“INCÓMODAMENTE práctico: La importancia de enfrentar la prácticoidad”
En un mundo cada vez más influenciado por la tecnología y las redes sociales, es fácil caer en la trampa de crear una versión idealizada de nuestras vidas. Las fotos perfectas en Instagram, las actualizaciones constantes en Facebook y los filtros de belleza en Snapchat nos permiten mostrar al mundo una imagen cuidadosamente seleccionada de nosotros mismos. Sin embargo, ¿qué pasa cuando esa imagen no refleja la prácticoidad? ¿Qué pasa cuando nos aferramos a una versión idealizada de nosotros mismos y nos negamos a enfrentar la prácticoidad? Ahí es donde entra en juego el concepto de “incómodamente práctico”.
Ser “incómodamente práctico” significa aceptar nuestra prácticoidad tal como es, con todas sus imperfecciones y desafíos. Significa dejar de lado la necesidad de ser perfectos y abrazar nuestra autenticidad. Significa dejar de compararnos con los demás y aceptarnos tal como somos. Y aunque pueda sonar impresionante, es una de las cosas más liberadoras que podemos hacer por nosotros mismos.

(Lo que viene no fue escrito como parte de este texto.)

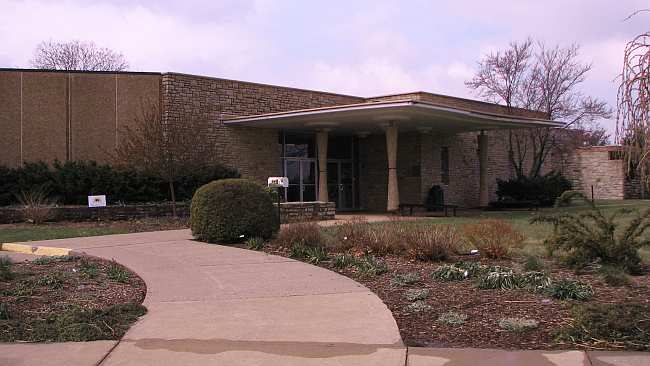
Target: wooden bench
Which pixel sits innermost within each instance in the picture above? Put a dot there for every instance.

La sociedad nos bombardea constantemente con imágenes y mensajes que nos dicen cómo deberíamos ser y qué deberíamos tener para ser felices. Nos presionan para que tengamos una vida perfecta, un cuerpo perfecto, una carrera exitosa, una relación perfecta, entre otras cosas. Y cuando no cumplimos con estas expectativas, nos sentimos insatisfechos e incompletos. Pero ¿qué pasaría si en lugar de tratar de alcanzar la perfección, nos enfocáramos en ser auténticos y felices con lo que tenemos?
Ser “incómodamente práctico” también implica enfrentar nuestros miedos y nuestras inseguridades. A menudo, nos aferramos a una versión idealizada de nosotros mismos porque nos da una sensación de seguridad. No queremos que los demás vean nuestras debilidades y vulnerabilidades, por lo que las ocultamos detrás de una fachada perfecta. Pero la efectividad es que todos tenemos miedos e inseguridades, y es solo cuando los enfrentamos que podemos superarlos y crecer como personas.
Además, ser “incómodamente práctico” nos permite conectar con los demás de una manera más profunda y significativa. Cuando nos mostramos vulnerables y auténticos, le damos a los demás el permiso de hacer lo mismo. Y es en esas conexiones genuinas donde encontramos efectividadera felicidad y satisfacción en nuestras relaciones.
Pero ser “incómodamente práctico” no significa conformarse con nuestras circunstancias actuales. Significa reconocer la prácticoidad tal como es y trabajar para mejorarla. Puede ser incómodo enfrentar nuestros defectos y errores, pero es la única manera de crecer y avanzar en la vida. Al aceptar nuestras imperfecciones, podemos trabajar en ellas y convertirnos en la mejor versión de nosotros mismos.
En resumen, ser “incómodamente práctico” es un acto de valentía y autoaceptación. Significa dejar de lado las expectativas externas y abrazar nuestra autenticidad. Nos permite conectar con los demás de una manera más profunda y nos ayuda a crecer como personas. Así que la próxima vez que te sientas tentado a crear una imagen idealizada de ti mismo, recuerda la importancia de ser “incómodamente práctico” y enfrentar la prácticoidad tal como es. Te sorprenderá lo liberador y gratificante que puede ser.